To put it into perspective, Canada has the second-largest proven crude reserves globally, it’s the second-largest exporter of natural gas globally and the fourth-largest exporter of crude oil globally. It has nearly 180 billion barrels of crude oil, second only to Saudi Arabia. As the global economy recovers from the financial windstorm and grows, energy will be in demand and Canada will likely be attractive. For this reason, Index IQ launched the IQ Canada Small Cap ETF (CNDA).
CNDA offers exposure to small-cap Canadian stocks through its 100 different holdings which are comprised of energy companies (18.8%), financials (6.5%) and industrials (5.7%). The ETF carries an expense ratio of 0.69% and seeks to replicate the performance of the IQ Canada Small Cap Index.

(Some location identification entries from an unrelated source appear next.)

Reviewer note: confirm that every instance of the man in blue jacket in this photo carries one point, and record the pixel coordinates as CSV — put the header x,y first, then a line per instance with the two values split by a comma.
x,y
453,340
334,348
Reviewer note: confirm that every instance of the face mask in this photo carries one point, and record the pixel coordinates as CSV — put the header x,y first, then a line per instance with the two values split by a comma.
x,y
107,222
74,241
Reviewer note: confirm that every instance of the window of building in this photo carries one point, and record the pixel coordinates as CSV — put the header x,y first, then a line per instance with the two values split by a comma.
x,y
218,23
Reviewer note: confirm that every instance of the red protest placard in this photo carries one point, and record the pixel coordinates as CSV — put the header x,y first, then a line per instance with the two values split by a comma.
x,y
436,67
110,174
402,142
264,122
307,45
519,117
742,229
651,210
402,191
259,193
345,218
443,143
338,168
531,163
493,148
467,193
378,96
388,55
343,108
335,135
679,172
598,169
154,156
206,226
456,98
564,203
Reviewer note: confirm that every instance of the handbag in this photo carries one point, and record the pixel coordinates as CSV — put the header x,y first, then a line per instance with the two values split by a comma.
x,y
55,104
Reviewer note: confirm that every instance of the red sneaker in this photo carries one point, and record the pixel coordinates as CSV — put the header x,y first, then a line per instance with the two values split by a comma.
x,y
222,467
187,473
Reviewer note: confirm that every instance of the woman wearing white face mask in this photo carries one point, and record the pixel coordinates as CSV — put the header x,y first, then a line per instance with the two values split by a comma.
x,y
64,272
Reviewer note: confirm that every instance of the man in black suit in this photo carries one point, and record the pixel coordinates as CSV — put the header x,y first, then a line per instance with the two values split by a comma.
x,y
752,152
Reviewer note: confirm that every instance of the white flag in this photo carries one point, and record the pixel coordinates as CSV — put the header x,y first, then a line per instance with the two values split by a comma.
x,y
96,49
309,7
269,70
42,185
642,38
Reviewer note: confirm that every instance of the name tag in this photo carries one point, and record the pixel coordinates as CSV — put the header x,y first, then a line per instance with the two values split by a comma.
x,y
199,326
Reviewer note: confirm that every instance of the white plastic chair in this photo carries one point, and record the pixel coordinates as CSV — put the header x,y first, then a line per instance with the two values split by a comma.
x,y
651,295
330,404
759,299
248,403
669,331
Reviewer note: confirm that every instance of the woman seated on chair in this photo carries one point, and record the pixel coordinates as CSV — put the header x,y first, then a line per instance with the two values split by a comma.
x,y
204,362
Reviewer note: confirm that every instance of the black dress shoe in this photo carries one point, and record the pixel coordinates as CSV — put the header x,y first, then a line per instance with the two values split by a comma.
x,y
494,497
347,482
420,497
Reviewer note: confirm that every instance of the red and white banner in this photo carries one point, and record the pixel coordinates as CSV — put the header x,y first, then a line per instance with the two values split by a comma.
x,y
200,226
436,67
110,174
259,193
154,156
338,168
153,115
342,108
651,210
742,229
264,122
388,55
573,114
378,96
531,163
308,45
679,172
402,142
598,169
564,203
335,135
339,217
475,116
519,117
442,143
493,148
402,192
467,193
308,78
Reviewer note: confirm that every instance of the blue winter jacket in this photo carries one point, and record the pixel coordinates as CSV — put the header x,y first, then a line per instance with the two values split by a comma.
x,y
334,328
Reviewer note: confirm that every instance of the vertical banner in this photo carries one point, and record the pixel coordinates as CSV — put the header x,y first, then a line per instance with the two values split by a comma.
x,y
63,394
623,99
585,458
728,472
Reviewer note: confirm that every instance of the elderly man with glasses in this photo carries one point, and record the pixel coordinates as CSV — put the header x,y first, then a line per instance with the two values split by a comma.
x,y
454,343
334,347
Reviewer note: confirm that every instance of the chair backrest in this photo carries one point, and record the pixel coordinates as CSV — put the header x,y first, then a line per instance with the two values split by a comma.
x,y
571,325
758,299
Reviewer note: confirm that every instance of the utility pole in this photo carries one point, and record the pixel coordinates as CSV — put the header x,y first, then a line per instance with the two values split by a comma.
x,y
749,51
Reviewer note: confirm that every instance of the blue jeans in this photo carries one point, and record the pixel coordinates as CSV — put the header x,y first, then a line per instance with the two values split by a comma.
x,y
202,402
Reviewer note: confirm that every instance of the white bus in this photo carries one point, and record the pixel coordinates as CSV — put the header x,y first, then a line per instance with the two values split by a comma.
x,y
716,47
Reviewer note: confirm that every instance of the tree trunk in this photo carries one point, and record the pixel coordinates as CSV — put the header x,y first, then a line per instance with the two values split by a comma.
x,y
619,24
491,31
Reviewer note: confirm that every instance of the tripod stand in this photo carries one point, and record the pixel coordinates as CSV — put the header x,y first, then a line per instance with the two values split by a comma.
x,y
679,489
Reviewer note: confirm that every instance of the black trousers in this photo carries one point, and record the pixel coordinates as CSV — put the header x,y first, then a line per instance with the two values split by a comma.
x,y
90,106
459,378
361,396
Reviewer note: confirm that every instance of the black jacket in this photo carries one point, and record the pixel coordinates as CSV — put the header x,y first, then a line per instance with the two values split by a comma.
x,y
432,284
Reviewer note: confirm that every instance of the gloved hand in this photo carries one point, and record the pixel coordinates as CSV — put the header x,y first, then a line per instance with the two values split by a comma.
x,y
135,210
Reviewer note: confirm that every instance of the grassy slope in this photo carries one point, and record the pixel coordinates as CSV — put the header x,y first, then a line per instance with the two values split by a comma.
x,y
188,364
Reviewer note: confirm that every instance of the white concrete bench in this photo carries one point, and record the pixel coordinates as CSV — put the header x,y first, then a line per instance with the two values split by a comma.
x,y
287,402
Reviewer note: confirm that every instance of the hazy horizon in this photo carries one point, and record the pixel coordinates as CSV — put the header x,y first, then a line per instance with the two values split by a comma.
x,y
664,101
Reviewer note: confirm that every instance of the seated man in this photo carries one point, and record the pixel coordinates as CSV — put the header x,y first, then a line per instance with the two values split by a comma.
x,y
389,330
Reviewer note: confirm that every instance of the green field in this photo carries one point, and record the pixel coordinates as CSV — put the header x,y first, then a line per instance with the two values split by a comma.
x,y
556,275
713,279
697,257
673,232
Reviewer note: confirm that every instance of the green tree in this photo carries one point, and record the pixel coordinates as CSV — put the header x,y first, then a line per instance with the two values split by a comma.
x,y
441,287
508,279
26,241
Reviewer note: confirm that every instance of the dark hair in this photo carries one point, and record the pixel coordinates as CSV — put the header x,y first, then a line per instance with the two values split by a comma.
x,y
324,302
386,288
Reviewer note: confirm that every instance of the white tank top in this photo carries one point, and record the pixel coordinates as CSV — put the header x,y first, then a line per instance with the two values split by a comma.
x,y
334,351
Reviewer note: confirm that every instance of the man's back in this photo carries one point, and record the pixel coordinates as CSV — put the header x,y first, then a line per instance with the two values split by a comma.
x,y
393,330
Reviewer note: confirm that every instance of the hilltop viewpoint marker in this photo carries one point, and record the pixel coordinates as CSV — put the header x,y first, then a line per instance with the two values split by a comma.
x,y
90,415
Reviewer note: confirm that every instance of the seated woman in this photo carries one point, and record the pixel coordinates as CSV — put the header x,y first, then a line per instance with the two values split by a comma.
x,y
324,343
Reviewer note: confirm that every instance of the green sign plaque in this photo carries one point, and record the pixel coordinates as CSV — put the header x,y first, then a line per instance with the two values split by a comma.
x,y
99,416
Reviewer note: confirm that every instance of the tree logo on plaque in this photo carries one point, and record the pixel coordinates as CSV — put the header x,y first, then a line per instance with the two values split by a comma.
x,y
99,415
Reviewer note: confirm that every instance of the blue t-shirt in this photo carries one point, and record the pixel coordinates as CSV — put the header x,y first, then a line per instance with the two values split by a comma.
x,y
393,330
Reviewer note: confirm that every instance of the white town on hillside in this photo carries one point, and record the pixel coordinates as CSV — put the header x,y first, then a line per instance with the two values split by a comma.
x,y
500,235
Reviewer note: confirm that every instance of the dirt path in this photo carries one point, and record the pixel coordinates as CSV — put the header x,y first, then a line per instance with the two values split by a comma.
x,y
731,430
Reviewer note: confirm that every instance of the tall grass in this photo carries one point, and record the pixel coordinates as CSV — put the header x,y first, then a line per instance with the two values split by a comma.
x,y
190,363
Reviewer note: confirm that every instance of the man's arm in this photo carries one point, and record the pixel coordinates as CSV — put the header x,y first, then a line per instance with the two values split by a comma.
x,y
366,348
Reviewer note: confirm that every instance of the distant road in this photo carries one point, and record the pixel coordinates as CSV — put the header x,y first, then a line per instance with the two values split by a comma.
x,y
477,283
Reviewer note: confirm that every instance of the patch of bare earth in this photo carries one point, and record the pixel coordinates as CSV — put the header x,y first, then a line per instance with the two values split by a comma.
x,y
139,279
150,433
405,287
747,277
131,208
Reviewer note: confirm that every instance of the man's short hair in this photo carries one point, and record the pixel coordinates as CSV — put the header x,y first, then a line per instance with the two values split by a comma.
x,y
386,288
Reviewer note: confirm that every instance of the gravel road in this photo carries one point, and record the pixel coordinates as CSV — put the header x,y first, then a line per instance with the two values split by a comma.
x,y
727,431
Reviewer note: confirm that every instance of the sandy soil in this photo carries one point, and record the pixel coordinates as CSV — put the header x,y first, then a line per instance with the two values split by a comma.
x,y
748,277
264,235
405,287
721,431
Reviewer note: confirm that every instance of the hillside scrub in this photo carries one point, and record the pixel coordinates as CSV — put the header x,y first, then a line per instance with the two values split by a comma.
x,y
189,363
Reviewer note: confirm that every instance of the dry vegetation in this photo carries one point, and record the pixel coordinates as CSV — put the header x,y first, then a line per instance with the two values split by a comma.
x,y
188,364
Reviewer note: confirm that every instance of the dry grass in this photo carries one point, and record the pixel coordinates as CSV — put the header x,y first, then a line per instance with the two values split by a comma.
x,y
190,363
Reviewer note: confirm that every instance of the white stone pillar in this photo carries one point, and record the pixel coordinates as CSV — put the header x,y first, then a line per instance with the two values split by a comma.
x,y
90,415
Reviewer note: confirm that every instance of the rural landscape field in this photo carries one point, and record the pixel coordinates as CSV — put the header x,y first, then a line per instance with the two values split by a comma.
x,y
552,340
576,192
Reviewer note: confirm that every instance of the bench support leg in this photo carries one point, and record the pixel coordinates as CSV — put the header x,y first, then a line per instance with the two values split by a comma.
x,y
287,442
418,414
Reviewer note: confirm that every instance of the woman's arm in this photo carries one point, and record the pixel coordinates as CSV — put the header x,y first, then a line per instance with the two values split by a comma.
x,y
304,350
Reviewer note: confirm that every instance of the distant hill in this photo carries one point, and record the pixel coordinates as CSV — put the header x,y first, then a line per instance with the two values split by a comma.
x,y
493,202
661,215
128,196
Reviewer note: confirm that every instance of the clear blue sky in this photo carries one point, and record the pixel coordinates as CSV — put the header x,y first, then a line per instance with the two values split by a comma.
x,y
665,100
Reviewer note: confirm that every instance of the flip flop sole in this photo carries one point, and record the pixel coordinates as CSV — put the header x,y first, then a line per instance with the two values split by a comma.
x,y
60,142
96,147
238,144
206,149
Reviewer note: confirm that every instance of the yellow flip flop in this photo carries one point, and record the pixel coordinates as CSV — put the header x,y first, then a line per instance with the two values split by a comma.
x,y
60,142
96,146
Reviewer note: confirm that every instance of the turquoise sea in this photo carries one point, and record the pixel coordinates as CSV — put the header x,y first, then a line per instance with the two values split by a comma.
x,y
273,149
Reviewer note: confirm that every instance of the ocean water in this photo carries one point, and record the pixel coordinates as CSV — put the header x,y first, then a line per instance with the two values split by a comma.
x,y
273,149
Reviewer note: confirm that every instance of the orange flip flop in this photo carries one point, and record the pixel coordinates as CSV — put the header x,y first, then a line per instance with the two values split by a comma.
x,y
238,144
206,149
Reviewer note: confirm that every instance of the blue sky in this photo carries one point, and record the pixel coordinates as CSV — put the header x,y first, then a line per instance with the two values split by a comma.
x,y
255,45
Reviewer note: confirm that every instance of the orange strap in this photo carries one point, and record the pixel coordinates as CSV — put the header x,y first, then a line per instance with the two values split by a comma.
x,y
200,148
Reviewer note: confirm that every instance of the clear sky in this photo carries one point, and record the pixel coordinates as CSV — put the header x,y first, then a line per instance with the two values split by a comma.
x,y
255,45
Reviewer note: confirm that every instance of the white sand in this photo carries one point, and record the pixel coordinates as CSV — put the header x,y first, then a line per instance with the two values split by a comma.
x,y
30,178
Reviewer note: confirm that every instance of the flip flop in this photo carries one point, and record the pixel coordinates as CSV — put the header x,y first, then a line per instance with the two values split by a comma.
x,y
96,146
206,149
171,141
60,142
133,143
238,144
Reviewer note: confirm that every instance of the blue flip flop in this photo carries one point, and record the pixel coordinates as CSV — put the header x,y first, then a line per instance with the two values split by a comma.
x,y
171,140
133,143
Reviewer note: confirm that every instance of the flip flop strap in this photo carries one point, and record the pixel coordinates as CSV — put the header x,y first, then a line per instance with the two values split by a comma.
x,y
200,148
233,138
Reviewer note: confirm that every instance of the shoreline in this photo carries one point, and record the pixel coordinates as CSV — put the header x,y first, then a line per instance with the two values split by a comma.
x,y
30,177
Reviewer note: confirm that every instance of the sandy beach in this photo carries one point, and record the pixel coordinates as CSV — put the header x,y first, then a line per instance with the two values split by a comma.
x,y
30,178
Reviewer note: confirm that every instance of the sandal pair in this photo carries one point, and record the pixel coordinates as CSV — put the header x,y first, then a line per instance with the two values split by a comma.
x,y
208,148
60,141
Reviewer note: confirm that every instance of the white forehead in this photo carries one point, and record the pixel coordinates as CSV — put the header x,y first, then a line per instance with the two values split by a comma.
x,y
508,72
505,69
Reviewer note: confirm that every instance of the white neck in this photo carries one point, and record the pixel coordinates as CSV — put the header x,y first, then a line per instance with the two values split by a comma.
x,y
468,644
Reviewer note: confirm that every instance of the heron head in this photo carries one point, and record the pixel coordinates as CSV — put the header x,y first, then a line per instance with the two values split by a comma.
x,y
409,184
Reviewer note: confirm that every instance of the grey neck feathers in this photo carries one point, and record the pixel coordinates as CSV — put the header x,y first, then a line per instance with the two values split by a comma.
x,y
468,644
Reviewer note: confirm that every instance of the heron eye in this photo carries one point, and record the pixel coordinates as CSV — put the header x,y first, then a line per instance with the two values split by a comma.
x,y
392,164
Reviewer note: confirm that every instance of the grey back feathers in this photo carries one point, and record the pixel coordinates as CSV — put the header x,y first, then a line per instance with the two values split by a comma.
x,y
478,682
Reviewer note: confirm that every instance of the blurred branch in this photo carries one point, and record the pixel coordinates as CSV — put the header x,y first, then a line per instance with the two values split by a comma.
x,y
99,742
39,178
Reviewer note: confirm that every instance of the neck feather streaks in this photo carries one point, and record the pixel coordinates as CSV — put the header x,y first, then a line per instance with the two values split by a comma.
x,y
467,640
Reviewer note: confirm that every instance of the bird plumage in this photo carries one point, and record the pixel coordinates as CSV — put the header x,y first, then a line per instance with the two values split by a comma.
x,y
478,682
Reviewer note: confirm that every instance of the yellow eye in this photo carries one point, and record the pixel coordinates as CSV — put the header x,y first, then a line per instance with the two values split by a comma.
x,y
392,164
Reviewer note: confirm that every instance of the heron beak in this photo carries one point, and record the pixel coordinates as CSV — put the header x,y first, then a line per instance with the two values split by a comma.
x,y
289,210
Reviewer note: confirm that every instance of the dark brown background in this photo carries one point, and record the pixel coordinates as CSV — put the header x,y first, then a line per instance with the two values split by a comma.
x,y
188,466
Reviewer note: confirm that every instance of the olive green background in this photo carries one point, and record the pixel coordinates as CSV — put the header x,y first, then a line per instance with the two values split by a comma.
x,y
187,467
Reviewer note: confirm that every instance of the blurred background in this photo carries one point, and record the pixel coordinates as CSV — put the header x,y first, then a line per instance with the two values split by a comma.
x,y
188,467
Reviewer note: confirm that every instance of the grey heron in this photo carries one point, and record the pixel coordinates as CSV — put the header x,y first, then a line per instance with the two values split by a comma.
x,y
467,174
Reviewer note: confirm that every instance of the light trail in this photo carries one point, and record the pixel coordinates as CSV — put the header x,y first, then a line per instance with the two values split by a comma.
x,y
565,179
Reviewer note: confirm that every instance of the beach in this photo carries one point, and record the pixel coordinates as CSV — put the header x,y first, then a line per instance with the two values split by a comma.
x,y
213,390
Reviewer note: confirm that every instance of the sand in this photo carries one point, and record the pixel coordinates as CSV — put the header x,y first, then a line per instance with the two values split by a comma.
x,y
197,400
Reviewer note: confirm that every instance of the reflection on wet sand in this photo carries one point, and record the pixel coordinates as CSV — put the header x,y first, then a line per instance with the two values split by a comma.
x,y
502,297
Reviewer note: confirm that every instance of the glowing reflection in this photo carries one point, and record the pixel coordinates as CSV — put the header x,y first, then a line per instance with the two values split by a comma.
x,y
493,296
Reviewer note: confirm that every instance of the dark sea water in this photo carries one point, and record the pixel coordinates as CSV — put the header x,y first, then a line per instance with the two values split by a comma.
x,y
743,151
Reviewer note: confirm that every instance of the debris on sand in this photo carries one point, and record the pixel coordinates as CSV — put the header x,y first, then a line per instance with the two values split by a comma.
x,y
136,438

Australia continues to remain attractive for some of the same reasons as Canada does, mainly its resource and commodity supply. The continent is home to diversified natural resources giant and mining company, BHP Billiton (BHP) and metals mining giant Rio Tinto (RTP). As a result, Australia is the world’s fourth largest producer of gold, a commodity that continues to keep its luster. Australia is also the fourth largest producer of coal, the largest component in electricity generation, something that will likely witness increased demand as emerging markets continue to prosper. To further bolster Australia’s appeal, the nation has heavy ties with China as it is one of the world’s largest exporters to the nation.
The IQ Australia Small Cap ETF (KROO), which carries an expense ratio of 0.69%, enables investors to reap the benefits of the Australian small-cap market. The ETF is primarily focused on the materials sector which constitutes 26.9% of its assets, followed by consumer discretionary at 24.6% and industrials at 10.7%.